Mr. Paul identifies himself as a believer in “Austrian” economics — a doctrine that it goes without saying rejects John Maynard Keynes but is almost equally vehement in rejecting the ideas of Milton Friedman. For Austrians see “fiat money,” money that is just printed without being backed by gold, as the root of all economic evil, which means that they fiercely oppose the kind of monetary expansion Friedman claimed could have prevented the Great Depression — and which was actually carried out by Ben Bernanke this time around.So the inflation that Austrian Economics predicts has not happened. Why not?
O.K., a brief digression: the Federal Reserve doesn’t actually print money (the Treasury does that). But the Fed does control the “monetary base,” the sum of bank reserves and currency in circulation. So when people talk about Mr. Bernanke printing money, what they really mean is that the Fed expanded the monetary base.
And there has, indeed, been a huge expansion of the monetary base. After Lehman Brothers fell, the Fed began lending large sums to banks as well as buying a wide range of other assets, in a (successful) attempt to stabilize financial markets, in the process adding large amounts to bank reserves. In the fall of 2010, the Fed began another round of purchases, in a less successful attempt to boost economic growth. The combined effect of these actions was that the monetary base more than tripled in size.
Austrians, and for that matter many right-leaning economists, were sure about what would happen as a result: There would be devastating inflation. One popular Austrian commentator who has advised Mr. Paul, Peter Schiff, even warned (on Glenn Beck’s TV show) of the possibility of Zimbabwe-style hyperinflation in the near future.
So here we are, three years later. How’s it going? Inflation has fluctuated, but, at the end of the day, consumer prices have risen just 4.5 percent, meaning an average annual inflation rate of only 1.5 percent. Who could have predicted that printing so much money would cause so little inflation? Well, I could. And did. And so did others who understood the Keynesian economics Mr. Paul reviles. But Mr. Paul’s supporters continue to claim, somehow, that he has been right about everything.
Because the world is in a massive recession. By definition that means there are unused capital goods and workers who cannot find jobs. Inflation occurs when too much money chases too few jobs in the market.
In that case the excess money has to compete with others who have money to buy capital goods. The competition drives the prices up - meaning competition for capital goods by people who need them and have money causes the price to rise. But prices are not rising. Why?
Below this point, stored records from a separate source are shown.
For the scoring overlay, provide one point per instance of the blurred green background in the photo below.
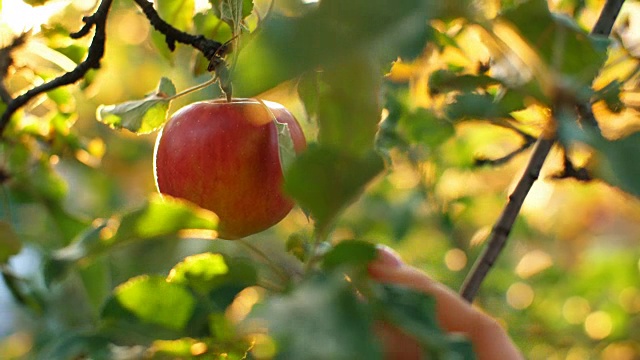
(566, 287)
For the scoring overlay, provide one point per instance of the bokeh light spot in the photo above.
(532, 263)
(575, 309)
(598, 325)
(619, 351)
(520, 296)
(455, 259)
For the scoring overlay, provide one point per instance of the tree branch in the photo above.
(172, 35)
(528, 141)
(6, 60)
(502, 228)
(96, 51)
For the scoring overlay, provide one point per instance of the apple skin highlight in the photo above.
(223, 156)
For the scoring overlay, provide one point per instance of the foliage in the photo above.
(418, 114)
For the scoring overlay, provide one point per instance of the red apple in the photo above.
(224, 157)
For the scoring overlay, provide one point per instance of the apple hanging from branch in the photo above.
(228, 157)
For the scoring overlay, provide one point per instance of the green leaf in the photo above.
(469, 106)
(77, 345)
(575, 57)
(9, 242)
(207, 272)
(324, 180)
(320, 319)
(140, 116)
(151, 299)
(414, 312)
(350, 253)
(309, 92)
(611, 96)
(615, 161)
(156, 219)
(442, 81)
(231, 12)
(327, 36)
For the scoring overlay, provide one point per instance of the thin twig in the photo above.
(603, 27)
(172, 35)
(95, 53)
(502, 228)
(528, 141)
(6, 60)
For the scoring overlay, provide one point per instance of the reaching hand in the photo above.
(455, 315)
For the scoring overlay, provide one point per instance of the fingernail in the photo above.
(387, 257)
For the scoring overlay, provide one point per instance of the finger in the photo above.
(453, 313)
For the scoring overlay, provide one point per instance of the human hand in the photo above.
(454, 314)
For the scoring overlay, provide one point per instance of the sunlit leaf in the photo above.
(178, 13)
(564, 47)
(329, 35)
(350, 253)
(320, 319)
(154, 300)
(156, 219)
(325, 180)
(140, 116)
(611, 96)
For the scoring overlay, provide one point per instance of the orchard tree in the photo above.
(200, 218)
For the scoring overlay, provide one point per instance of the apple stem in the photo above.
(195, 88)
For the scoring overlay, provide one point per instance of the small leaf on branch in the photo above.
(320, 171)
(443, 81)
(208, 272)
(414, 313)
(140, 116)
(151, 299)
(322, 318)
(286, 150)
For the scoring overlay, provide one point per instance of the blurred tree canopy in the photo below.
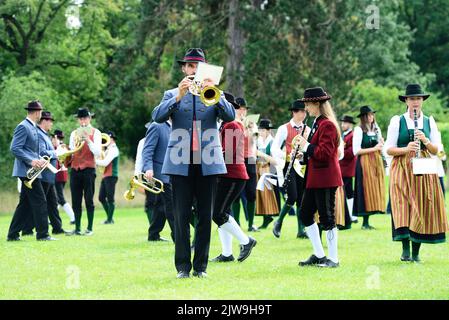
(117, 57)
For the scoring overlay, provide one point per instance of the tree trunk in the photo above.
(236, 42)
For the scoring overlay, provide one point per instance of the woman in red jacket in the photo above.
(323, 177)
(229, 188)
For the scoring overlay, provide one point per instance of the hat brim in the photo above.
(182, 62)
(361, 114)
(424, 96)
(316, 99)
(90, 115)
(348, 121)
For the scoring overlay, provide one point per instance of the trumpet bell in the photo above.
(210, 95)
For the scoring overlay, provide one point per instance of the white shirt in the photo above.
(281, 136)
(358, 137)
(95, 146)
(111, 153)
(393, 130)
(138, 165)
(34, 123)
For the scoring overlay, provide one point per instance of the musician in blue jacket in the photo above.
(193, 160)
(25, 148)
(160, 205)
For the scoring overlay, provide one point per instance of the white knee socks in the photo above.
(68, 209)
(332, 244)
(314, 236)
(233, 228)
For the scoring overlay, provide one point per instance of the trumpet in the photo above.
(153, 185)
(209, 95)
(33, 173)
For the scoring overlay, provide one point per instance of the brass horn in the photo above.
(33, 173)
(154, 185)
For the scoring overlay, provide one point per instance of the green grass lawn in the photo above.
(118, 263)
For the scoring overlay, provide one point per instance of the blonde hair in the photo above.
(327, 112)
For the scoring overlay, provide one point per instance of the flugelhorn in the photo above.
(153, 185)
(33, 173)
(209, 95)
(63, 152)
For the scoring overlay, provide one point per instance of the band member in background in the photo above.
(109, 163)
(347, 164)
(159, 205)
(229, 188)
(48, 178)
(82, 174)
(417, 202)
(249, 193)
(267, 201)
(323, 177)
(25, 148)
(193, 161)
(367, 144)
(295, 186)
(62, 177)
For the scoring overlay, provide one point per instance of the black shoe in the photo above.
(312, 261)
(74, 233)
(183, 275)
(329, 264)
(222, 258)
(302, 235)
(277, 229)
(253, 229)
(159, 239)
(200, 274)
(47, 239)
(245, 250)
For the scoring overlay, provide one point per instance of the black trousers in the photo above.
(251, 184)
(185, 189)
(162, 207)
(349, 188)
(52, 206)
(322, 200)
(295, 187)
(31, 201)
(59, 186)
(82, 182)
(107, 189)
(228, 190)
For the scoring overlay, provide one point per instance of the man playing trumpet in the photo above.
(82, 175)
(25, 148)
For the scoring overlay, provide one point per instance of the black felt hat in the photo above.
(347, 118)
(34, 105)
(265, 124)
(315, 94)
(413, 90)
(297, 105)
(84, 112)
(364, 110)
(46, 115)
(193, 55)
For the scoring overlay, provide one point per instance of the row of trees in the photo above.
(118, 56)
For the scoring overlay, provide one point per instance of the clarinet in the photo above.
(292, 160)
(376, 129)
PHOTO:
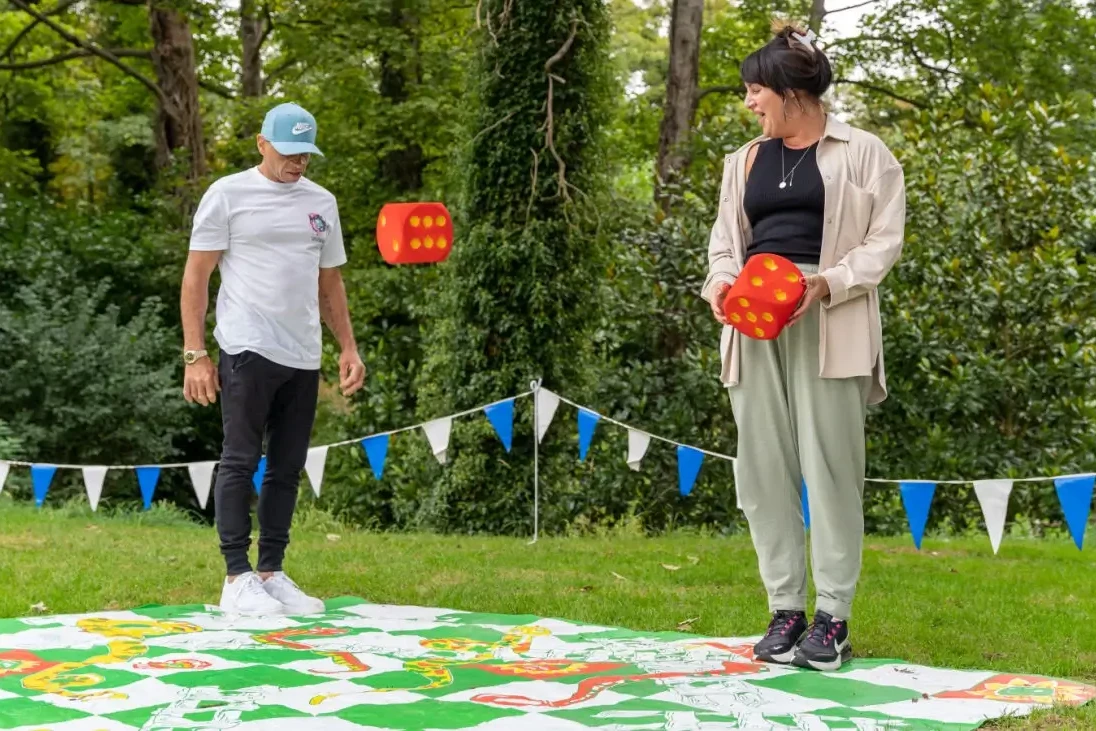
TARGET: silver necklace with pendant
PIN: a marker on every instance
(788, 179)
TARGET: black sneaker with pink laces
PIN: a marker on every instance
(781, 637)
(825, 646)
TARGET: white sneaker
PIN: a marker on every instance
(296, 602)
(246, 596)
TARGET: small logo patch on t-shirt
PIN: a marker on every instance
(319, 226)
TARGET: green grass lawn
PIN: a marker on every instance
(954, 604)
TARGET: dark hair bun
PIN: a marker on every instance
(790, 61)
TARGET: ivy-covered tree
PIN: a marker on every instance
(518, 295)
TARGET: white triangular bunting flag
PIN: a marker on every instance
(202, 477)
(437, 433)
(547, 402)
(93, 482)
(637, 447)
(993, 497)
(314, 465)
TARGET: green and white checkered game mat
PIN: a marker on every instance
(365, 665)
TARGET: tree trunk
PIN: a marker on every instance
(403, 167)
(179, 124)
(251, 35)
(818, 12)
(685, 24)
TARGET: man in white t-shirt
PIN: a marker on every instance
(278, 242)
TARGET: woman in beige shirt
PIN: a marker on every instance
(832, 198)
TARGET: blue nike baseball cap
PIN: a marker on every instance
(290, 129)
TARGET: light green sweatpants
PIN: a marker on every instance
(795, 425)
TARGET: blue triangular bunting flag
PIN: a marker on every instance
(1075, 493)
(588, 422)
(501, 417)
(807, 505)
(147, 477)
(688, 467)
(376, 452)
(41, 477)
(257, 479)
(917, 500)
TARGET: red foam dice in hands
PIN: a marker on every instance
(414, 232)
(764, 296)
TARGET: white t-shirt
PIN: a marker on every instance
(275, 237)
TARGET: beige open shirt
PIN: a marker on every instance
(862, 240)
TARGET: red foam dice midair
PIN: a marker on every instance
(764, 296)
(414, 232)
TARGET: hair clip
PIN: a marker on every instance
(806, 40)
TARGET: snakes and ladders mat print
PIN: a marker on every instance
(368, 666)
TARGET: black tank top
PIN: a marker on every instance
(788, 220)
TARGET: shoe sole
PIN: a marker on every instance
(821, 665)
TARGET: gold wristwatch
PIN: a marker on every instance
(192, 356)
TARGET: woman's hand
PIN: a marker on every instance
(817, 288)
(717, 303)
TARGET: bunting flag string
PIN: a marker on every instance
(1074, 491)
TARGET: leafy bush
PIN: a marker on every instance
(83, 386)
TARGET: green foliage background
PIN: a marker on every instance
(990, 316)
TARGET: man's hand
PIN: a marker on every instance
(717, 303)
(201, 383)
(817, 288)
(351, 372)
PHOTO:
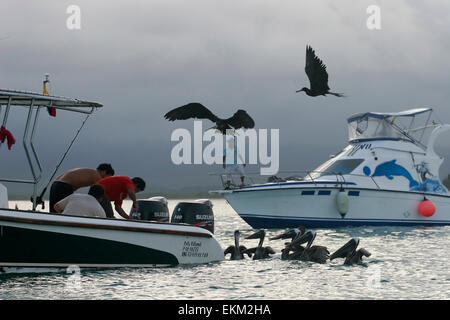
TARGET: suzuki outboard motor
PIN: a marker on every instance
(151, 209)
(198, 213)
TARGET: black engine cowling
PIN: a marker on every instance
(198, 213)
(152, 209)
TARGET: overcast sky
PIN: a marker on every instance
(143, 58)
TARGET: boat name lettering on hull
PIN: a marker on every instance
(192, 249)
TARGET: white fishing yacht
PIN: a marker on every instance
(387, 175)
(30, 239)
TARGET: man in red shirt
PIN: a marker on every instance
(117, 189)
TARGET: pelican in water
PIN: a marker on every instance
(237, 250)
(291, 233)
(349, 252)
(290, 246)
(318, 254)
(259, 252)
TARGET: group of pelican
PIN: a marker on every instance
(294, 250)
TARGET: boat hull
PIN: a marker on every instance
(48, 240)
(316, 207)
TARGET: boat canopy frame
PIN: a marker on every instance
(388, 120)
(35, 102)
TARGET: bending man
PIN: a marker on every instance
(71, 180)
(87, 205)
(118, 189)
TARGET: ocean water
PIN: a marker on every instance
(406, 263)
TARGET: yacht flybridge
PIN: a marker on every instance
(387, 175)
(39, 239)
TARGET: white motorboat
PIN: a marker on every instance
(387, 175)
(33, 239)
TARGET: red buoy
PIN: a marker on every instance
(426, 208)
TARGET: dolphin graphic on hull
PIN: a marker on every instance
(390, 169)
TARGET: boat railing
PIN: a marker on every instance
(232, 180)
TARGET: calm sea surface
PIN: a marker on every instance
(406, 263)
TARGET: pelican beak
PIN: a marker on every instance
(257, 235)
(288, 234)
(365, 252)
(346, 249)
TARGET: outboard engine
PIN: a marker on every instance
(151, 209)
(198, 213)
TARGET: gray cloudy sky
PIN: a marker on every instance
(142, 58)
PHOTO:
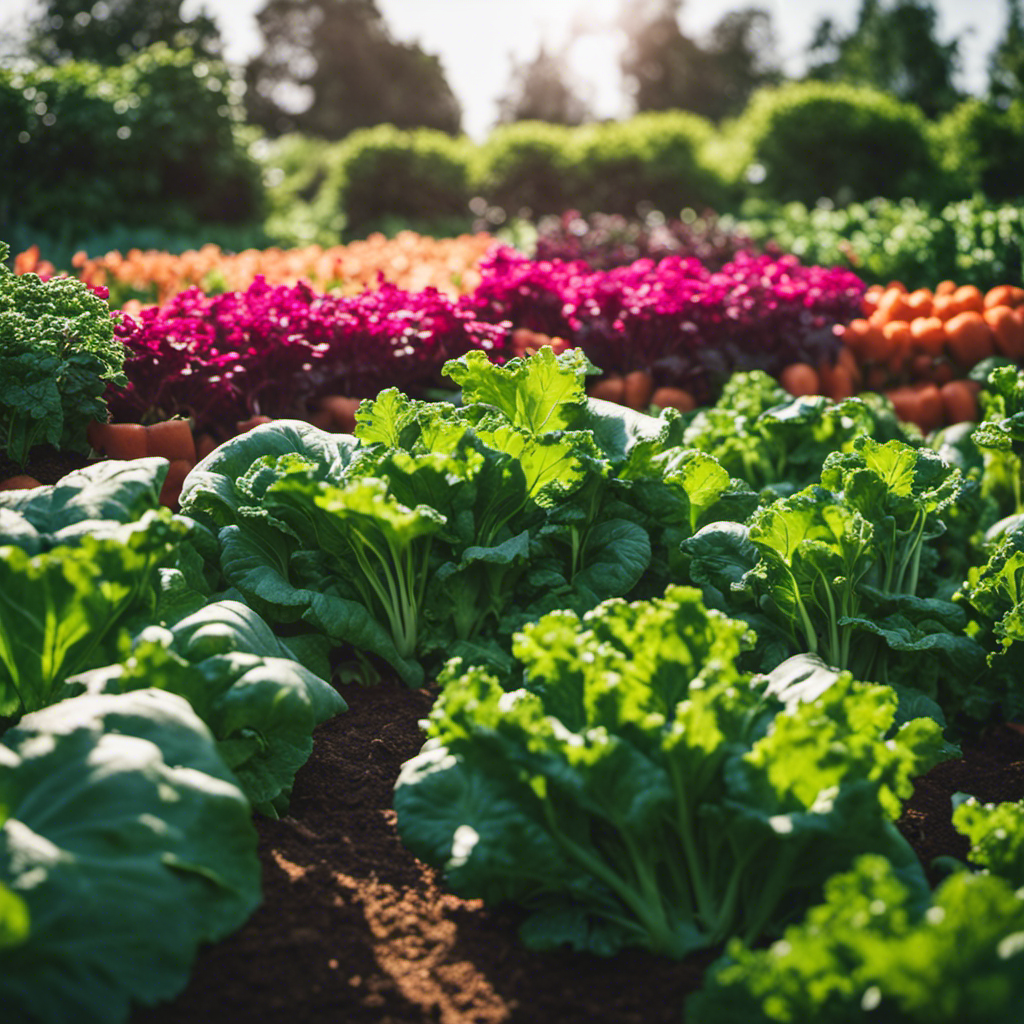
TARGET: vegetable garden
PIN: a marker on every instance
(591, 635)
Because no one has any use for the unused capital goods. The problem is not excess money. The problem is insufficient demand. That means there is not enough consumption to drive businesses to obtain capital goods in the market. Generally they simply use what they have already. They also do not hire more workers, and since workers create 70% of all consumption, demand is not increasing. Without anticipated consumption to drive it, businesses will not invest in more capital goods and will not hire more workers.
Austrian Economics fails again. Ron Paul is, like most of the GOP leaders today, living in a fantasy world of his own making. The Austrian Economics/Libertarian fantasy is being pushed by wealthy individuals like to Koch Brothers through the CATO Institute primarily to weaken the power of the government over corporations, banks, and yes, wealthy families who would prefer to live in a plutocracy where they call all the shots.